Eine Krankheit, deren Verbreitung durch ein kurzes Piksen verhindert werden kann, sind Masern. "Hierbei liegt die Impfquote bei 65 bis 70 Prozent", erklärte Mediziner Bogdan. Der übrige Prozentsatz halte die Krankheit einfach nicht für gefährlich und lasse sich oder das Kind deshalb nicht dagegen impfen. Ein größerer Ausbruch der ansteckenden Erkrankung scheint deshalb laut Aussagen von Experten wahrscheinlich. Was viele nicht wissen: Nicht nur Kinder können Masern bekommen, auch Erwachsene seien hier gefährdet, sagte Dr. Michael Hubmann, Kinderarzt aus Zirndorf.

Die rechtliche Lage ist momentan so: Eine Impfpflicht kann in Deutschland nur eingeführt werden, wenn ein Notfall vorliegt und damit eine Epidemie eingedämmt werden kann.

Dies zu einer dauerhaften Pflicht zu machen, hielten alle Diskutanten für keine gute Idee. Neben der schlechten Durchsetzbarkeit eines Impfgebotes stelle sich die Frage, was die Strafe im Fall der Weigerung wäre.

Außerdem greife eine Impfpflicht sehr stark in die persönlichen Entscheidungen der einzelnen Bürger ein und sei deshalb juristisch nur schwer durchsetzbar. Selbst wenn eine Impfpflicht nur für Kinder eingeführt würde, überwiege das Gefühl der Bevormundung.

"Viel wichtiger ist hier Transparenz und Aufklärung", forderte Inge Knörr. Bogdans Idee war, das Thema Impfen in der Schule zu behandeln. "Im Biologieunterricht wird das Immunsystem zu oberflächlich thematisiert, da muss man ansetzen", meinte er.

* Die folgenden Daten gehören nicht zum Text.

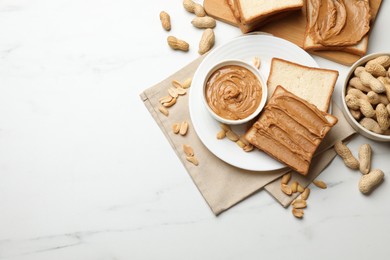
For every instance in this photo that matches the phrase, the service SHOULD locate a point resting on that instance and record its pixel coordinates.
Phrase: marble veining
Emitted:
(85, 172)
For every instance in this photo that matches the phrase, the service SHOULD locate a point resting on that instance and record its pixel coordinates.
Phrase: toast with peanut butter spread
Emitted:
(337, 25)
(290, 129)
(252, 14)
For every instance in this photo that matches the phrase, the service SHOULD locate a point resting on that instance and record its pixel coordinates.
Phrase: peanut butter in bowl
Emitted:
(234, 92)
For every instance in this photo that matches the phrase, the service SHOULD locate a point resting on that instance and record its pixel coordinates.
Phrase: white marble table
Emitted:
(85, 173)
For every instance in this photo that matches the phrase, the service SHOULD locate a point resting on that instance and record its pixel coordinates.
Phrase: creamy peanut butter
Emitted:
(233, 92)
(290, 129)
(339, 22)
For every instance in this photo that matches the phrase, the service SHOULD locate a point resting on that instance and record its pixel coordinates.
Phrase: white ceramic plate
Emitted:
(245, 48)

Auch wenn bislang noch keine Eltern in die Sprechstunde von Dr. Hubmann kamen, die Impfmüdigkeit sei für Ärzte trotzdem ein Thema, sagt der Mediziner. Die Ängste vor Impfungen rührten aus der Lancet-Studie von 1998 her, erklärte der Kinderarzt. Deren Resultate seien aber inzwischen als unwissenschaftlich widerlegt, ein Teil der Probanden seien sogar bezahlt worden. Dennoch werde diese Studie weiterhin hartnäckig zitiert, wenn es um die Gefahren von Impfungen gehe. "Die Leute nehmen alle möglichen Medikamente, ohne den Beipackzettel zu lesen", sagte Bogdan. "Aber bei Impfungen wird das Prozedere und der Impfstoff selbst von einigen Kritikern komplett seziert."

Die Kosten für die Impfungen werden von den Krankenkassen übernommen, wenn die Ständige Impfkommission eine Empfehlung dafür herausgegeben hat. Bevor das aber geschieht, muss die Wirksamkeit des Impfstoffes sorgsam überprüft werden. "Das Thema muss wissenschaftlich behandelt werden", fasste Bogdan zusammen. Womit er sagte, was alle Teilnehmer aussprachen: Politischer Zwang bringe nichts.